But like always with Monro, we are going to take a very disciplined approach in how we invest our capital on acquisitions, but we certainly are in the mode right now where we are evaluating adding to our portfolio..
Thank you very much. Best of luck..
Thanks, Brian..
Thank you..
Thank you. Our next question comes from the line of Jonathan Lamers of BMO Capital Markets. Please proceed with your questions..
Good morning..
Good morning..
Good morning..
Brian, on slide seven, the EPS bridge, what is the $0.45 in the other bucket?.
Yeah. That’s really driven by -- largely by the cost reductions that we described in the script and also in the footnote to that slide.
So, that’s about $15 million of reductions that we were able to achieve in the first quarter and we moved very aggressively at the beginning of the quarter and really in March to meet the lower demand that we were seeing in our business with a lower cost structure in our business.
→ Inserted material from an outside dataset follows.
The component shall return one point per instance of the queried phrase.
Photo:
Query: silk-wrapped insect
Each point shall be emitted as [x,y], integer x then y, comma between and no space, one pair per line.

And we focus really on three areas when we did that.
We focused on making sure that our labor in our stores was right-sized down to meet the lower demand levels. We also as Brett talked about, we focused our marketing on responsive advertising and advertising we could measure and eliminated a lot of the other advertising.
And then, we also took the opportunity to look at non-store overhead such in our warehouses and store support center and adjusted those down as well primarily through furloughing of some employees there.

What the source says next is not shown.